To include the effects of light cues and minimize the individual variations in the genomic architectures, we prepared the samples under the LD cycle, which is considered as zeitgeber (the external cue), and pooled VTA samples from five animals for each group (n = 5). We observed an increase in TH gene expression at CT00 compared to CT12 (Fig. 3b, c), which agrees with the greater number of peaks and the chromatin accessibility of the TH genomic regions at zeitgeber time (ZT) 00 in VEH-treated groups compared to that at ZT12 (Supplementary Fig. 5). We acquired consistent results on TH expression under circadian (without light cues) and zeitgeber conditions. This allowed us to presume that the peak calling of ATAC-seq is adequate for further analysis. For additional quality controls for ATAC-seq results, the annotated genomic locations of the called peaks did not show clear differences in fold changes of transcription start sites (TSS) and promoter regions among experimental groups, and we presented fragment distributions for each ATAC-seq sample (Fig. 4b, Supplementary Fig. 6).
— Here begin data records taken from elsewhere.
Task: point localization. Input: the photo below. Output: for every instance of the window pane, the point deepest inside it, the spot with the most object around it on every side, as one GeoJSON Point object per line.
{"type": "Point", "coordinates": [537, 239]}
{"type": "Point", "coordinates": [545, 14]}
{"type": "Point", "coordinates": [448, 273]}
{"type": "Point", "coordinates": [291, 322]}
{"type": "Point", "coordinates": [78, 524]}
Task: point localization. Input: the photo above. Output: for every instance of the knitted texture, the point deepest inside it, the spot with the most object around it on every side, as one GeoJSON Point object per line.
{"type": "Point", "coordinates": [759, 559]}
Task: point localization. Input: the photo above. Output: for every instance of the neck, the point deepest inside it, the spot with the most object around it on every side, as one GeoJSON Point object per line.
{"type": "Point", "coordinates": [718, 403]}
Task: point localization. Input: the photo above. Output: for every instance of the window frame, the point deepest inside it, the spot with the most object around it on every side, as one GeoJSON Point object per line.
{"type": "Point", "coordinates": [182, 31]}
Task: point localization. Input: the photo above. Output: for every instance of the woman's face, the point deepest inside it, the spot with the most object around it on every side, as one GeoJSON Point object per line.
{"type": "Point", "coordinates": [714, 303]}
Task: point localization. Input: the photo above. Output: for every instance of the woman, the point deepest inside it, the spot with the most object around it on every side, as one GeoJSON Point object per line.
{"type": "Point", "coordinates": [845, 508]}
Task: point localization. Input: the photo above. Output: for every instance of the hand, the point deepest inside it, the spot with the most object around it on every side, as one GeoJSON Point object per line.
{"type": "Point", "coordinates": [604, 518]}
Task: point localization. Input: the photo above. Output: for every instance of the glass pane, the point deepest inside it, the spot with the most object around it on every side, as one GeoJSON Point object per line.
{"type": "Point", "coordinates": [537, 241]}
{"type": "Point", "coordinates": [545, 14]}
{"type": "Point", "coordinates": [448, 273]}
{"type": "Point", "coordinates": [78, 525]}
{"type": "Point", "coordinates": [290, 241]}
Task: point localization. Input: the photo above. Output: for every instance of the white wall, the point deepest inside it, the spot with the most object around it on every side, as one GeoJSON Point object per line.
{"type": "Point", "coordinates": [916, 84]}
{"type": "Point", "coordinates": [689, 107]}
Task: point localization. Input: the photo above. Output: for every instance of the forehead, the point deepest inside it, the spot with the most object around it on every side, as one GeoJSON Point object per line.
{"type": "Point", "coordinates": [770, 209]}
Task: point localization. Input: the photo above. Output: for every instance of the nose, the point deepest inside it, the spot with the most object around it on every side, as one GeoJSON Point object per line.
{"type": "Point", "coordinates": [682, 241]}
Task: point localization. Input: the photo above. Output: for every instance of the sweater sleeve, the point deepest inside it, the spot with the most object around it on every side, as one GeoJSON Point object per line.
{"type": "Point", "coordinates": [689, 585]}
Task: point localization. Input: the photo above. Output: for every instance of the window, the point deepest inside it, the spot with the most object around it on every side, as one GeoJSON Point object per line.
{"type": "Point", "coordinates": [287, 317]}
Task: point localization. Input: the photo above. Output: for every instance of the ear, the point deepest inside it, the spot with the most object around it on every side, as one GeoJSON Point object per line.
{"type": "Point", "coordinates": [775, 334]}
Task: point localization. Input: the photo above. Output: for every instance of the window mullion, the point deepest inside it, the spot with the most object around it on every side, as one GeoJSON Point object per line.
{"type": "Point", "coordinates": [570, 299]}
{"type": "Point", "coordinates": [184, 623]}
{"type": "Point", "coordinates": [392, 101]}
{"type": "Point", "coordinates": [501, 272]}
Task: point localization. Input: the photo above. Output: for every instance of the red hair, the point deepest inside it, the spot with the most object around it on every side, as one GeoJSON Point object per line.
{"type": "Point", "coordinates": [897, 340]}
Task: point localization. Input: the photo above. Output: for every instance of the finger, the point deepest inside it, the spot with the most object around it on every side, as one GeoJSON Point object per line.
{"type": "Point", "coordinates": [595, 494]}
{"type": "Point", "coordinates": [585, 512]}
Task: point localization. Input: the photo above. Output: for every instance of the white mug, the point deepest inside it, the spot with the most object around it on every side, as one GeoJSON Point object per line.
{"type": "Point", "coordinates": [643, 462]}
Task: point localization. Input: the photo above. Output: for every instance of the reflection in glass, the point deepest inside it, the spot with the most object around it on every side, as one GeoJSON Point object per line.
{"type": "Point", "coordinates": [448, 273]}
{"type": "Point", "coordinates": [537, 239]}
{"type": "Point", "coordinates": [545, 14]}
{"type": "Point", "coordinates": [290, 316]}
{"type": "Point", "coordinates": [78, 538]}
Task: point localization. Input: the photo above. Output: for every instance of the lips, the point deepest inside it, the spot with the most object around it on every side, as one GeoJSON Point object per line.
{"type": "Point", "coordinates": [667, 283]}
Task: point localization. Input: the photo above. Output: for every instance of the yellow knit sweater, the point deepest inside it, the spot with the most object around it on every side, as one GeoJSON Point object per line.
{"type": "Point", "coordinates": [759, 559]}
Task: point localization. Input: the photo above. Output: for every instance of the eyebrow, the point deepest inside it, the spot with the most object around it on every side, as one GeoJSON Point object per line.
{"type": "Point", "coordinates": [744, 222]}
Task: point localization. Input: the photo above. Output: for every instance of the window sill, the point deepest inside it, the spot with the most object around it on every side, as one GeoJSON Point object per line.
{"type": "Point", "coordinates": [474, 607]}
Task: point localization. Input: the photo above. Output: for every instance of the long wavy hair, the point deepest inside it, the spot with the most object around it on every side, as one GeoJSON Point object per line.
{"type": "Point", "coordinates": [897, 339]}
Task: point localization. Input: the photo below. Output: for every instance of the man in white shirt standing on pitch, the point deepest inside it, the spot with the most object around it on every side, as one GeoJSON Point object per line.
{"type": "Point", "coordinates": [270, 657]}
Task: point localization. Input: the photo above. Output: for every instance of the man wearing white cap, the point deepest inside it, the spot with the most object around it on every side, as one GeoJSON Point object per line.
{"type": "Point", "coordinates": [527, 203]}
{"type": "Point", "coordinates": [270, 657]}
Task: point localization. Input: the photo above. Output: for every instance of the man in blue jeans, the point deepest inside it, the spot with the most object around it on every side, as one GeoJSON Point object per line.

To understand the epigenetic regulation of SR8278 in 6-OHDA-lesioned mice, we characterized the differential motif analysis between experimental groups using the ATAC-seq approach. For this, we used the known motif for R/N with REV-ERBα and NURR1 binding cis-acting sites in the TH promoter, as previously described (Fig. 4a). We analyzed the R/N motifs using HOMER and compared the motif densities within 1 kb from the peaks between the indicated experimental groups, which were presented at a specific time point, at ZT00 or ZT12 (Fig. 4c). The occurrence of R/N motifs was clearly altered in the 6-OHDA and/or SR8278 treated groups. 6-OHDA-lesioned mice showed a notable reduction in R/N motifs at ZT00 and ZT12 compared to the VEH-treated mice (Fig. 4c, first panel). SR8278 treatment in 6-OHDA-lesioned mice increased the number of R/N motifs only at ZT00 (Fig. 4c, third panel). Moreover, the increase in the enrichment of R/N motifs by SR8278 in 6-OHDA-lesioned mice was almost similar to that in VEH-treated mice only at ZT00. The SR8278 treatment did not seem to be effective at ZT12 in R/N motif enrichment (Fig. 4c, fourth panel). For the control analysis, we also performed differential motif analysis with E-box, the most documented cis-element in circadian biology (Supplementary Fig. 7a). Enrichment of E-box motifs remained unaffected by 6-OHDA or SR8278 treatments and did not show time-dependent differences at ZT00 and ZT12 (Supplementary Fig. 7b, c). Taken together, SR8278 not only changed the binding activities of REV-ERBα and NURR1 in 6-OHDA-lesioned mice but also altered the R/N motifs at specific time points, at ZT00 (Fig. 3a, 4c).